Der Tübinger OB Boris Palmer rechtfertigt sein Vorgehen gegen den Studenten. Foto: dpa

Der Tübinger Oberbürgermeister soll einen Studenten bedrängt habe, der abfällig über ihn gesprochen hat – ein Jurist sieht Boris Palmer im Recht.
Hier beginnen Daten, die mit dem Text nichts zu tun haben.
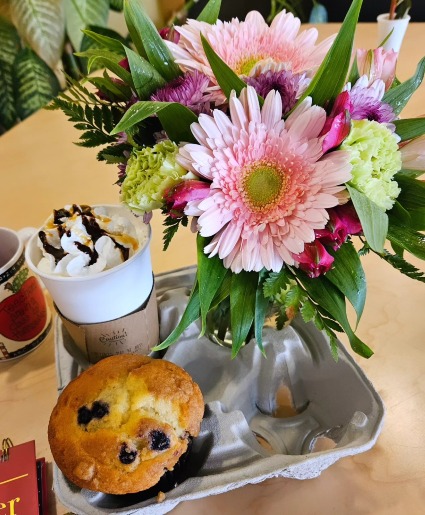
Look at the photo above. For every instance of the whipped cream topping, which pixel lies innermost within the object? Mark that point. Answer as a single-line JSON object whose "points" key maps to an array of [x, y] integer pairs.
{"points": [[79, 240]]}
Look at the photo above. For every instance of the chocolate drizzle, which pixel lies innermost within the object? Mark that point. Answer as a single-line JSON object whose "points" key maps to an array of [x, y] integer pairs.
{"points": [[58, 254], [93, 230], [87, 250]]}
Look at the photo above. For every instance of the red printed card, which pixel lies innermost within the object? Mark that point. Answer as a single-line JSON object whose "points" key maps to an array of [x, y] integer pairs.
{"points": [[18, 481]]}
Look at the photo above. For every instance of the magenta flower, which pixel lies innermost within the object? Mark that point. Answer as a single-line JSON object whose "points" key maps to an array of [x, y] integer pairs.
{"points": [[185, 196], [189, 89], [125, 64], [271, 184], [366, 102], [343, 222], [377, 64], [250, 47], [289, 85], [315, 260], [170, 34], [338, 123]]}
Tübingen - Nach einem Streit zwischen Tübingens Oberbürgermeister Boris Palmer (Grüne) und einem Studenten sieht Jurist Jürgen Fleckenstein das Stadtoberhaupt im Recht. „Ein Bürgermeister ist Leiter der Ortspolizeibehörde“, sagte der Professor für Kommunalrecht von der Hochschule Kehl der Deutschen Presse-Agentur am Dienstag. Bei Verstößen gegen die Normen dürfe die Polizei die erforderlichen Maßnahmen treffen, um die Identität von Beteiligten festzustellen. „Aus meiner Sicht es auch möglich, dass Palmer dafür Lichtbilder macht“, sagte Fleckenstein. Ihn dafür wegen Nötigung zu belangen, halte er für extrem schwierig.

Das ist passiert

Der 33 Jahre alte Student und seine 32 Jahre alte Begleiterin waren Palmer an einem späten Abend Mitte November in der Tübinger Innenstadt begegnet. Der Student habe ihn dabei beschimpft und sich dann laut und aggressiv verhalten, hatte der Oberbürgermeister am Montag der dpa gesagt. Palmer sah darin eine Störung der Nachtruhe.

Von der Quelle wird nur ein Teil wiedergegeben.